I'm Not Charlotte Lucas(73)



I shook my head. This was why I didn’t talk about this stuff. Liam thought he knew best, but he didn’t get it.

Tears gathered behind my eyes, and I drew in a quick breath, trying to put them off. I held Liam’s stormy gaze, the color of his eyes matching the sea in the painting he held. “Liam, you don’t get it. You are successful, wealthy, and date movie stars. Your life is privileged. You’re oblivious to the fact that your little brother was playing my little sister, completely broke her heart, and then turned around and tried to get girls to come over while his absentee brother focused on work. Then you come here and talk about painting like you have authority on the subject. I may not be perfect, and I have insecurities—”

“I’m not perfect either,” he cut in. “And I have insecurities too.”

“Yeah, maybe. But it’s different.” I scoffed. Liam, not perfect? Please. “When you have insecurities but people are telling you how much they love you or are giving you positive reinforcement, it’s easier to remind yourself that the thoughts in your head are only self-doubt. That you’re being too hard on yourself or that those thoughts are probably wrong.”

I drew in a long breath, doing my best to keep the tears at bay. I didn’t want to cry in front of him right now, but I needed to speak my piece. I held his gaze, feeling strong. The bitter sting of my rejections fell in fresh waves in my mind and gave me strength.

“But when your insecurities are being voiced aloud and consistently said to your face, it opens up that vulnerable place in your heart and makes them real. They become solid and tangible—no longer something you just worry about yourself and you hope is wrong. It’s not wrong anymore. It has become fact.”

Liam looked so sad and pitying that I stepped away from him. I didn’t want that. I didn’t want pity. I just needed him to understand why I had reasonable cause to walk away from my art.

“But what if they’re wrong?” he asked.

“They aren’t wrong. Maybe if I heard it from only one source I could believe that, but I’ve heard it from many.”

“Many other sources? You are still taking someone else’s opinion as fact. If art is subjective, then why are you allowing other people to decide whether or not yours is worth anything?”

“Because they are successful in the field.” Why was I defending my choices when Liam clearly wasn’t going to understand? He watched me with glittering eyes under a confused brow, and even while he was so infuriatingly stubborn, he was still the most handsome man I knew.

He shook his head and looked down at the painting he still held. “Your worth shouldn’t be dependent on other people.”

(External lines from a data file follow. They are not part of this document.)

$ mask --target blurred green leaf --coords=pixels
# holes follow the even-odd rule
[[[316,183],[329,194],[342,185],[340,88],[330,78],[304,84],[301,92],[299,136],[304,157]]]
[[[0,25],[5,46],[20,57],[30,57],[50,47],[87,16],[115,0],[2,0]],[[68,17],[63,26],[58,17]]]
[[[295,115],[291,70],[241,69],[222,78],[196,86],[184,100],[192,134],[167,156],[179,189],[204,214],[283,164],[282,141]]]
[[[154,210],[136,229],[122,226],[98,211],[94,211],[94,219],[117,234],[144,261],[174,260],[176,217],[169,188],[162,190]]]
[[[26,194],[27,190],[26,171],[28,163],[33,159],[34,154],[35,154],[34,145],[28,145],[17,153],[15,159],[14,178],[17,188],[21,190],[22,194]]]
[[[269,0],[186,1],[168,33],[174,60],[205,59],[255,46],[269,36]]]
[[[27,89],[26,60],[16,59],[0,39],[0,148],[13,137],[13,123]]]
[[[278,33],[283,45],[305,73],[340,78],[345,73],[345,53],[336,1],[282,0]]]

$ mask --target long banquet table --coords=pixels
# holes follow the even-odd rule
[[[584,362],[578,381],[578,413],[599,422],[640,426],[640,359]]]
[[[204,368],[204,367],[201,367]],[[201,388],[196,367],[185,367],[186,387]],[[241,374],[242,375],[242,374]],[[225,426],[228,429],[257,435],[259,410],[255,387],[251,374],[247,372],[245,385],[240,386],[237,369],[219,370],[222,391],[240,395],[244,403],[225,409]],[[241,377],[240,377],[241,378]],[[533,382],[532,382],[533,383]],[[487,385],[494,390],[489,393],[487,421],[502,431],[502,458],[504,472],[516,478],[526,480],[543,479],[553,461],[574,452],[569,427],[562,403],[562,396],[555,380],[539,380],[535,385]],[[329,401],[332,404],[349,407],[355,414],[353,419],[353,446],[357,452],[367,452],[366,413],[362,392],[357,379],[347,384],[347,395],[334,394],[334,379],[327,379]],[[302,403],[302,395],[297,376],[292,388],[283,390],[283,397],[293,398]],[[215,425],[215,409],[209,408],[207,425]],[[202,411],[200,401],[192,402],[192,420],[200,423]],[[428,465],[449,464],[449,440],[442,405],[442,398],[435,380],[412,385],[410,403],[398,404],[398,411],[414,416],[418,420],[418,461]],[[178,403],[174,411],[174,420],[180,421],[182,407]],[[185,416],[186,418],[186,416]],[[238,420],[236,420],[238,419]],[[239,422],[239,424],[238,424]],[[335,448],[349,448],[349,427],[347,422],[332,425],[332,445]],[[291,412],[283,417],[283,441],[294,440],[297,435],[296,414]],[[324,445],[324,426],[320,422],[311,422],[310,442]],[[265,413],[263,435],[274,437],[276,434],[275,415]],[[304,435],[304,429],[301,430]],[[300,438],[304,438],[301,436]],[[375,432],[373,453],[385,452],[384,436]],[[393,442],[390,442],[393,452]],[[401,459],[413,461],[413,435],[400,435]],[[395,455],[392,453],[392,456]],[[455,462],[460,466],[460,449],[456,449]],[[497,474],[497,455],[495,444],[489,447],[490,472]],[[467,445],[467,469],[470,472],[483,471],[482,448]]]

It wasn’t like that, and I didn’t know how else to make myself clear to him. We were not going to see eye to eye on this, and it begged the question: what else would come between us? Was it better to end things now, before they became too serious, to save ourselves the heartache later?

Painting was in my soul. It was a pastime I was never going to make into a career, and the way it had been ripped from me was part of who I was—it had shaped the course of my life and carved the path I now found myself on. If Liam could not understand my choices, then he couldn’t understand me.

A tear gathered and fell down my cheek, and I quickly wiped it away. “I’ve had a long day, and I don’t want to do this right now. I think you should go.”

He leaned the painting against another one on the floor and reached for me. “Come on, Charlie—”

“No,” I said, stepping out of his reach. “It’s been a really long day. I didn’t sleep last night, work was hard, and I just . . . I’m done.”

“Okay,” he said easily. “I’ll go. We can talk tomorrow.”

“No,” I said, my voice sounding surer than I felt. My body had turned into ice, cracking and splitting under the pressure of the conversation, and I was afraid one touch from Liam would shatter me completely. “I don’t want to talk tomorrow. We’re so different. I don’t think we’re compatible. I don’t want to date for fun, and I said that from the beginning. We should stop wasting our time.”

“Let’s slow down,” he said, lifting his hands. “I don’t want to be too hasty about this.”

I held my ground. “I’m not being hasty. I’ve been thinking this from day one, and I just don’t want to pretend anymore.”

His face contorted, hurt and anger drawing his eyebrows together and staring at me hard. “Pretend about what? Your feelings? Because I’m not pretending, Charlie. I’m falling for you.”

His hurt expression ripped my heart out of my chest, but I wasn’t going to back down now. I couldn’t be in a relationship with a man who I felt was so utterly out of my league and constantly be afraid that he was going to wake up one day and realize I wasn’t gallery material—I was hobby material.

I needed someone I was confident in. I wasn’t a woman from 1815. It didn’t matter that we shared a name or that I felt I could relate to her—I’m not Charlotte Lucas. I was Charlie, a woman of the 21st century and fully capable of being alone as long as it took to find the right man for me.

Tears were falling rapidly now, like I’d opened the faucet and it wouldn’t turn off. Liam wasn’t budging, and I couldn’t leave; it was my house. I let out an exasperated little huff and wiped my eyes.